IV. Conclusion générale et discussion à propos l’univers de l’enseignant

Les résultats de cette analyse centrée sur l’univers de l’enseignant, par la façon dont il fait fonctionner les élèves suivant sa discipline, montrent une cohérence avec les recherches antérieures. Ils confirment que les modes de groupement sont en accords avec les remarques établies précédemment. Ils confirment également que l’autorité et le contrôle de la classe sont en adéquation avec les recherches antérieures et avec les stéréotypes de sexe.

Les stéréotypes sont-ils sous-tendus dans ces manières de faire et de laisser faire de l’enseignant selon son groupe de genre ? Les valeurs d’autonomie et de responsabilité développées par les groupes de genre les plus hauts sur l’échelle de la masculinité (masculin et androgyne) témoignent de l’adhésion aux stéréotypes sexués.

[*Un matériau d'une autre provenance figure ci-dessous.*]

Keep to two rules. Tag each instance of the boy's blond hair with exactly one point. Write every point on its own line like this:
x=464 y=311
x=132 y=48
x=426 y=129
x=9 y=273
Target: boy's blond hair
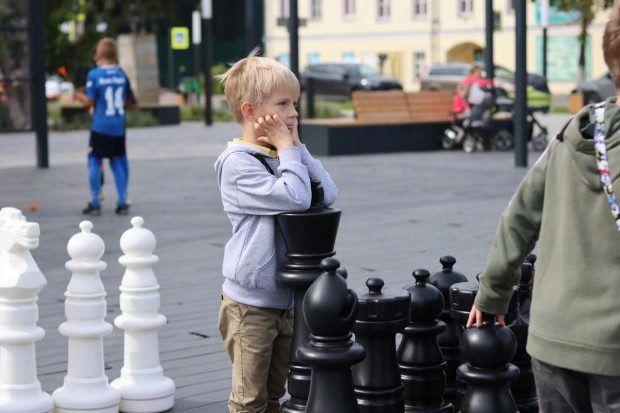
x=611 y=45
x=106 y=49
x=254 y=79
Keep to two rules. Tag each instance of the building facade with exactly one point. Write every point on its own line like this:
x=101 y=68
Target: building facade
x=403 y=37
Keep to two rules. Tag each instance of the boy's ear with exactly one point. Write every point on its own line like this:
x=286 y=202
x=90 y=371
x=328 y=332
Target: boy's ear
x=248 y=111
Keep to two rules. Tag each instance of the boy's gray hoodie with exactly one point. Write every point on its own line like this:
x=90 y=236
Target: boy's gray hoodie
x=252 y=197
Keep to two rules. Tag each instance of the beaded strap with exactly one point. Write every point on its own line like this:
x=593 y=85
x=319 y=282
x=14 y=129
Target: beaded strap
x=601 y=160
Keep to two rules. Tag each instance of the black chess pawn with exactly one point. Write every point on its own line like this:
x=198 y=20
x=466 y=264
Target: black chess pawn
x=524 y=388
x=309 y=236
x=381 y=315
x=450 y=339
x=420 y=360
x=486 y=351
x=330 y=310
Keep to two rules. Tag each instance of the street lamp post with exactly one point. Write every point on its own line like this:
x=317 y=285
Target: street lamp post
x=206 y=38
x=544 y=22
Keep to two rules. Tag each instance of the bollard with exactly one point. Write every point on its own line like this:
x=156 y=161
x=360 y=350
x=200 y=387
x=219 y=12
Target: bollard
x=449 y=340
x=330 y=310
x=486 y=352
x=310 y=237
x=21 y=280
x=142 y=384
x=376 y=379
x=85 y=386
x=419 y=356
x=524 y=388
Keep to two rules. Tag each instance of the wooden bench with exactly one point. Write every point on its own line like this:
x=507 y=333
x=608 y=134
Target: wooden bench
x=386 y=121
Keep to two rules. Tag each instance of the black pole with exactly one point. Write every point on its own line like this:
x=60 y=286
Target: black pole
x=254 y=23
x=520 y=117
x=37 y=70
x=293 y=29
x=488 y=51
x=545 y=52
x=206 y=38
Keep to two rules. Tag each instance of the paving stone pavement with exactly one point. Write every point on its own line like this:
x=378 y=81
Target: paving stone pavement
x=400 y=212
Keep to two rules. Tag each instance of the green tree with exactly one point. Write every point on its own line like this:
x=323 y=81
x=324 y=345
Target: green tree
x=587 y=10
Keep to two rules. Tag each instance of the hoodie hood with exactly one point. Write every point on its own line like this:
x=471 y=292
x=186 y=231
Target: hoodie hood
x=579 y=136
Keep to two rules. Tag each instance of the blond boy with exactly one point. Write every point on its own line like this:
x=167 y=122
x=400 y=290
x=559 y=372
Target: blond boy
x=264 y=173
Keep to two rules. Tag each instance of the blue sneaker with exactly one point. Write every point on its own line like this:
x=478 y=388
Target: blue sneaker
x=92 y=210
x=122 y=209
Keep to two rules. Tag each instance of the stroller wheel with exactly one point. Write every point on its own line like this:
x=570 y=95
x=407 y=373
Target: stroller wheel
x=447 y=142
x=470 y=143
x=503 y=140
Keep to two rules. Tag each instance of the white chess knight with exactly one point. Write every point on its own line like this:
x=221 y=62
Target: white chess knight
x=143 y=386
x=86 y=387
x=21 y=280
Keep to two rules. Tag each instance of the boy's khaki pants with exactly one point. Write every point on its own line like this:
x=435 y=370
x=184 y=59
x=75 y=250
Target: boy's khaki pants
x=258 y=342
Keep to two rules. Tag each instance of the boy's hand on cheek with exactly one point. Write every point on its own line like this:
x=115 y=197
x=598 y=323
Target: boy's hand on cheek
x=273 y=131
x=295 y=134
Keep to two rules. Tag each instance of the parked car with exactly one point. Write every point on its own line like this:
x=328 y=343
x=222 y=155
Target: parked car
x=341 y=79
x=596 y=90
x=449 y=75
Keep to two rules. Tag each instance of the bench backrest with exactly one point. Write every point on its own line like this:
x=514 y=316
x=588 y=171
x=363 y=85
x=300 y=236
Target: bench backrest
x=430 y=105
x=380 y=106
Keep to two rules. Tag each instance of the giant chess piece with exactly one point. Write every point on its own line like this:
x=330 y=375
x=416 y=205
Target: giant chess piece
x=86 y=387
x=21 y=280
x=486 y=351
x=330 y=310
x=376 y=379
x=419 y=356
x=524 y=388
x=310 y=237
x=449 y=340
x=142 y=384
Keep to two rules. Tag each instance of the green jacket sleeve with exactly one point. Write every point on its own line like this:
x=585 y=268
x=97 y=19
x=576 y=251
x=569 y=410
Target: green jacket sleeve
x=516 y=237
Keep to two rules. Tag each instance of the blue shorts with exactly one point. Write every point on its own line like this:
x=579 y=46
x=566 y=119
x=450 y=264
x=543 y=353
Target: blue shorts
x=105 y=146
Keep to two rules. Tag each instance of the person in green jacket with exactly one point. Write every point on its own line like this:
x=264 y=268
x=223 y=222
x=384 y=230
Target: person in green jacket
x=566 y=205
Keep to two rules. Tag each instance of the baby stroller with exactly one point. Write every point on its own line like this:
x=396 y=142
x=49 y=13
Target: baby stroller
x=474 y=128
x=489 y=125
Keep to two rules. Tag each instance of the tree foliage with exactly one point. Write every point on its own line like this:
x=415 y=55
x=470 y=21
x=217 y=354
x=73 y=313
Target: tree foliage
x=114 y=17
x=587 y=11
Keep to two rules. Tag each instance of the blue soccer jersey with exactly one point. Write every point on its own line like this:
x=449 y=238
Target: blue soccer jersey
x=107 y=86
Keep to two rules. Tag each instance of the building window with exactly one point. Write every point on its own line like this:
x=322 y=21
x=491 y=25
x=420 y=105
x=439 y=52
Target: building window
x=419 y=8
x=349 y=57
x=348 y=9
x=283 y=8
x=419 y=65
x=383 y=9
x=314 y=58
x=510 y=6
x=466 y=7
x=315 y=9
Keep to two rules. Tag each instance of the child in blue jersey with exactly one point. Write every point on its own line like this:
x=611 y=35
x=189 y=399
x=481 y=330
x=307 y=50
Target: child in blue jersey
x=107 y=91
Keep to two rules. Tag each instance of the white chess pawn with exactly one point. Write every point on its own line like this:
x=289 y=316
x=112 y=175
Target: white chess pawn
x=142 y=384
x=86 y=386
x=21 y=280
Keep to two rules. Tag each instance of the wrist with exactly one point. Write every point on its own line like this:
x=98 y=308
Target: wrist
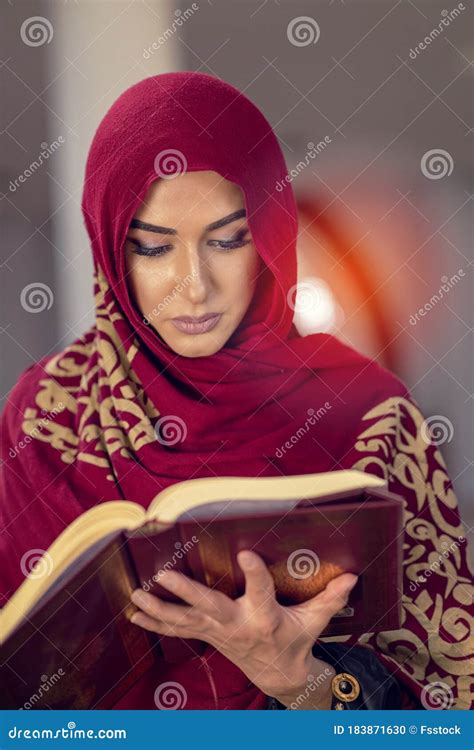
x=313 y=691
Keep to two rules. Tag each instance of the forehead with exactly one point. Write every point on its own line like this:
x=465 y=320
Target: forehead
x=205 y=192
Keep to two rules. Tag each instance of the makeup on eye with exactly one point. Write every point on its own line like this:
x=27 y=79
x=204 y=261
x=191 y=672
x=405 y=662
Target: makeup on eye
x=224 y=245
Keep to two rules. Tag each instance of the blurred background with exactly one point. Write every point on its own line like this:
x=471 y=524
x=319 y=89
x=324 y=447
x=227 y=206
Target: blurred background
x=372 y=104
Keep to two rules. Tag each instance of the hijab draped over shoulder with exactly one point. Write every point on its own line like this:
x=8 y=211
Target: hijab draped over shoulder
x=118 y=415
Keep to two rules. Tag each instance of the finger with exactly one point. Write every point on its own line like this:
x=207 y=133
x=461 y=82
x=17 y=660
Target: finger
x=171 y=614
x=161 y=628
x=210 y=602
x=259 y=585
x=333 y=598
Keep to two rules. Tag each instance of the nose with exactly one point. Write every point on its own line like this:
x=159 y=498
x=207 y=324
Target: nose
x=195 y=275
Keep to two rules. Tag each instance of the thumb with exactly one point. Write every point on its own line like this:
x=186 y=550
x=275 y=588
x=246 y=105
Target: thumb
x=334 y=597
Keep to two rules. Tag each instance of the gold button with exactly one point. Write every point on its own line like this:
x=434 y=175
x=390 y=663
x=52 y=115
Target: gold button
x=345 y=687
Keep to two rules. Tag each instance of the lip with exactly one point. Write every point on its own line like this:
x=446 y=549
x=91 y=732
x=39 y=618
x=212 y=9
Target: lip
x=187 y=324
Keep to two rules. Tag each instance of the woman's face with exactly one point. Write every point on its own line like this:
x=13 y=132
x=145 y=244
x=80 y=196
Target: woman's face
x=189 y=254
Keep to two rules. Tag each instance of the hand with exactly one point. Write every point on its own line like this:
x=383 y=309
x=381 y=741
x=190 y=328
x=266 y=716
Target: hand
x=270 y=643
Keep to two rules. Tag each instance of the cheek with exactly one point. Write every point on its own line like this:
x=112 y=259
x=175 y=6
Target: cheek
x=238 y=276
x=148 y=283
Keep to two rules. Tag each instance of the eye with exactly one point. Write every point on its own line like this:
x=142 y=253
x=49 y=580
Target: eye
x=237 y=241
x=150 y=252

La valeur de coopération, à l’inverse, est plus présente au sein des groupes non différencié et féminin et pour les femmes masculines. C’est une valeur stéréotypée féminine pour laquelle le genre et le sexe se croisent.

Les marques de sollicitude et de louange (stéréotypes féminins) ne sont pas cohérentes avec les clichés sociaux car elles sont ici le fait des femmes et des hommes.

L’autorité est tacitement du côté des hommes par leur manière de s’imposer physiquement. Les femmes et les enseignants du groupe féminin montrent un manque d’autorité physique apparent et mettent en oeuvre d’autres moyens de contrôle moins visibles et plus détournés.

Du côté des élèves :

Les garçons font l’objet de davantage d’interactions de contrôle, d’autorité et de menaces de la part de tous les enseignants. Ils subissent les moqueries des enseignants des groupes non différencié et féminin.

Les filles font moins souvent l’objet d’interactions d’autorité et de contrôle, on les interpelle sur leur tenue vestimentaire. Elles subissent les moqueries des enseignants des groupes masculin et androgyne.

Arrivée au terme de notre étude il convient de prendre une position de recul afin d’examiner l’ensemble de notre production, de confronter les résultats obtenus aux questions de départ, d’évaluer les enjeux en terme d’apports nouveaux ou de contradictions des recherches antérieures.

En définitive, nous avons abordé les thématiques liées à notre objet d’étude de manière à circonscrire un périmètre d’investigation essentiellement autour de la mise en évidence des différences qui existent entre les sexes. Notre objectif était de faire émerger les tabous de l’invisible ou du caché, d’établir le constat d’une inégalité de fait dans l’école et en particulier en EPS qui se révèle par une asymétrie de la position des sexes et qui se nuance par les traits des genres.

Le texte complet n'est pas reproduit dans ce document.